Pappers
- Founded: June 21, 1920; 105 years ago
- Headquarters: Stockholm, Sweden
- Location: Sweden;
- Members: 13,494 (2019)
- Key people: Pontus Georgsson, chairman
- Affiliations: LO, IdM
- Website: www.pappers.se

= Swedish Paper Workers' Union =

Trade union in Sweden

The Swedish Paper Workers' Union (Svenska Pappersindustriarbetareförbundet, Pappers) is a trade union representing workers in the pulp and paper industry in Sweden.

The union was established on 21 June 1920, at a conference in Gävle.
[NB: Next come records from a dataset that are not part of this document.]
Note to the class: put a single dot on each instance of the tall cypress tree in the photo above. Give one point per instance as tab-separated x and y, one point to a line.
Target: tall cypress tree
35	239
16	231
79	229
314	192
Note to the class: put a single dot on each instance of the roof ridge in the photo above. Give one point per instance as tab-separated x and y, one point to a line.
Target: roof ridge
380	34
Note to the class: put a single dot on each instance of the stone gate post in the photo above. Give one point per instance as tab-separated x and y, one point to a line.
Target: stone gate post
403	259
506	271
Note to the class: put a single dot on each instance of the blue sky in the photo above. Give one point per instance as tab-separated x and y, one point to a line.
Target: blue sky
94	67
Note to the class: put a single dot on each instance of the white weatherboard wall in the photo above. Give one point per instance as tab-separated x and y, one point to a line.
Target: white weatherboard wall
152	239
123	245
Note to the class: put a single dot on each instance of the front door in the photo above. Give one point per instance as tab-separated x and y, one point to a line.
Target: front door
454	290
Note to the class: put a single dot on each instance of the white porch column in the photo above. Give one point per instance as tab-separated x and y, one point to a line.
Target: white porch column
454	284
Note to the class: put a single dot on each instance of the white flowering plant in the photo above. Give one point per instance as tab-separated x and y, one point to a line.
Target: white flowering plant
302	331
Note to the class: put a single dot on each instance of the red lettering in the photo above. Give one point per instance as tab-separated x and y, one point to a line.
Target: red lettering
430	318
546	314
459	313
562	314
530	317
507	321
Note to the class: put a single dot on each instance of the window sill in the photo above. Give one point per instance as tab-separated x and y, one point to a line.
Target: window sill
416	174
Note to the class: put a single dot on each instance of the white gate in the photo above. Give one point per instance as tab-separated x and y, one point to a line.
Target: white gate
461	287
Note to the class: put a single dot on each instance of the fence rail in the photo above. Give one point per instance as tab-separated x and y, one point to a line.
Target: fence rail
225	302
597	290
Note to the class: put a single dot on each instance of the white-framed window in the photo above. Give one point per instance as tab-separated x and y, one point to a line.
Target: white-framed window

It brought together 6,251 workers, most from the Swedish Factory Workers' Union, but a minority from the Swedish Sawmill Industry Workers' Union. It affiliated to the Swedish Trade Union Confederation in 1922, and relocated its headquarters to Stockholm in 1928. In 1946, the Swedish Pulp Operators' Union merged in, and it reached a peak membership of 47,228 in 1961.

The union's membership steadily dropped from the mid-1970s, along with employment in the industry. As of 2019, it had 13,494 members. Pontus Georgsson was the union's chairman at the . As of 2005, the union had 70 local affiliates, one at each mill.